Take the cooking competition in the handicrafts hall, which is where we started.  The prep students at Miles Patterson had all entered the Decorated Biscuit competition in the cooking division, and a tenth-grade boy from my cooking class won a blue ribbon for his gingerbread castle.  And a co-worker of a friend enters an Orange Loaf cake every year (Baked in a Tin Division) - and she wins.


Decorated Biscuits, Grades 1 and 2


Our favorite Mr Potato Head


Kids Collections - Pet Rock Division

We stopped to say hello to the ladies running the stall for the Quilting Guild - and to the ladies running the stall for the Machine Embroidery Club - and even to the booth for the ladies who who Quilt And Also Machine Embroider (but very carefully - the schism over the use of the Quilting Guild Hall on Tuesdays by the Quilters who Also Machine Embroider has rocked the quilting guild to its foundations.)
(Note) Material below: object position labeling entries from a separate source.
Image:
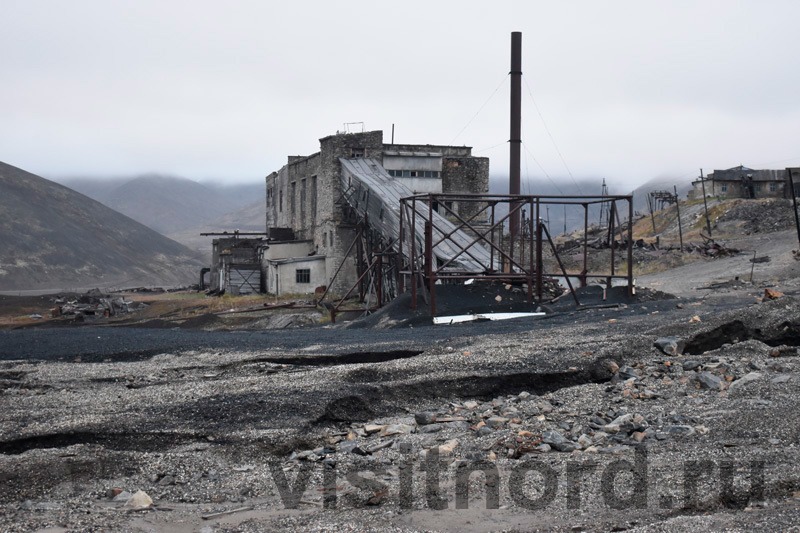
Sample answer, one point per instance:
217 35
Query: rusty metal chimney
515 140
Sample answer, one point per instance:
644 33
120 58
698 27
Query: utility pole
548 218
794 201
515 139
678 208
705 203
604 213
650 207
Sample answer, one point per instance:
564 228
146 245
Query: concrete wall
282 276
466 175
285 250
317 217
738 189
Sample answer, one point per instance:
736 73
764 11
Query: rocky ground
619 434
655 413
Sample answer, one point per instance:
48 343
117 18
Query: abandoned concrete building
236 264
743 182
305 203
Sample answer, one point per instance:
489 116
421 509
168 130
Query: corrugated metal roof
371 191
742 173
412 154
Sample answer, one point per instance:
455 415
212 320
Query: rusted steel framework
518 260
375 266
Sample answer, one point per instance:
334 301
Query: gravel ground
208 422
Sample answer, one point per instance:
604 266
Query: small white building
292 268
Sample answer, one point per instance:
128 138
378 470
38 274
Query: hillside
165 203
54 237
247 218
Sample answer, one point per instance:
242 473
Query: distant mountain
52 237
248 218
167 204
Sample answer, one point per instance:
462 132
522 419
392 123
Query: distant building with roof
743 182
306 201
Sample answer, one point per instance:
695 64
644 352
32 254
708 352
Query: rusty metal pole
611 240
794 202
491 248
630 246
530 252
515 139
678 208
379 278
413 268
585 243
360 261
539 262
429 270
705 202
399 262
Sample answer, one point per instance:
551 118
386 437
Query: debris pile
94 304
761 216
711 248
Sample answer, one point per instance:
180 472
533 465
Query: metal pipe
539 265
515 136
705 202
585 244
794 202
611 233
413 254
678 208
429 269
530 254
630 247
400 276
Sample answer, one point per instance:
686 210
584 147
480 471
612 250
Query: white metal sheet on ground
455 319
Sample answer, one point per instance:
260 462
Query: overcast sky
630 91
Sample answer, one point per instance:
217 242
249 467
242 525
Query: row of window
414 173
758 187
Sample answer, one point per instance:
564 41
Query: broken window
313 198
302 275
303 201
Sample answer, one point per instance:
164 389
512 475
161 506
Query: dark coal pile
93 304
478 297
202 321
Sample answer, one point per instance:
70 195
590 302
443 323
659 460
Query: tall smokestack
515 140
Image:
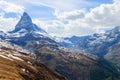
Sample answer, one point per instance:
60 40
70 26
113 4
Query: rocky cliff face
72 65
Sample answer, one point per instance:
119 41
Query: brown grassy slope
19 67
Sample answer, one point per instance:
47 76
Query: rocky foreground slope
16 66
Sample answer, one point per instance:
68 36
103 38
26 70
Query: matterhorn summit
26 26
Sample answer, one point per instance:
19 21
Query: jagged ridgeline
70 64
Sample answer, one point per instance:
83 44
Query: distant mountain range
70 64
97 44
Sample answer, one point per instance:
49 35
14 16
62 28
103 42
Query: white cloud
10 7
10 22
80 22
71 15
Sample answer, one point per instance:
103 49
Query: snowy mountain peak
26 23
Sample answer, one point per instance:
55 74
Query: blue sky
62 18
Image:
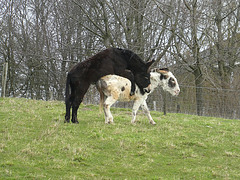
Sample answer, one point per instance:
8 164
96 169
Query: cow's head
168 81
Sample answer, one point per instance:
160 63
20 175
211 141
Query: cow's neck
155 80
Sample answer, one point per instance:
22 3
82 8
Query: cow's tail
67 90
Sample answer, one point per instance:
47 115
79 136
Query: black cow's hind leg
79 93
75 107
68 108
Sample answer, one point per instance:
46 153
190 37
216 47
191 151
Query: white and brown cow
114 88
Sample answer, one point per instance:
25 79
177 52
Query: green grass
36 144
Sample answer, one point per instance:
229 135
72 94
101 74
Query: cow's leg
68 108
129 75
135 108
79 93
147 112
106 106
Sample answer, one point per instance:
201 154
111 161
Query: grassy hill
36 144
 A professional florist won all of the flower-arranging classes.  Not very sporting.

The names on the cages of the prize-winning homing pigeons and chickens and flower arrangements are names we see on mailboxes and hear and in the office, and read in the community interest supplement of our local newspaper.  Three days before the show a taxi driver mourned to me - all the way across town - about how she'd been one day too late with her entry form to enter her prize duck in the poultry competition. 



Prize-winning Blondinette pigeons in the Poultry Shed.


Emo Chicken.


Noble Quackers.


No comment on this one. It tried to eat me.

We found Mr Tabubil's boss hammering pig iron in a living history display, red-faced with frustration and mired in a long, wrangling argument with his fellow renactors over an ahistorical but exponentially more efficient mechanical method for blowing the bellows:  "Well okay.  Deriving from a purely factual perspective, maybe they didn't, but if they'd known that they could, they would have, wouldn't they?!"
            We ate hot cinnamon donuts from the high school refreshment stand, watched Saul, our cooking instructor, show us how to turn lamb chops into sweet-and-sour summer heaven, then went out and found enough sideshow games and spinning teacup rides and ghastly plastic junk to blow the pocket money of every kid in town between the ages of nine and seventeen.

It was plenty big enough for us.


But can you find the pink plastic beer stein shaped like a cowboy boot?



Came over on the boats after the potato famine, presumably.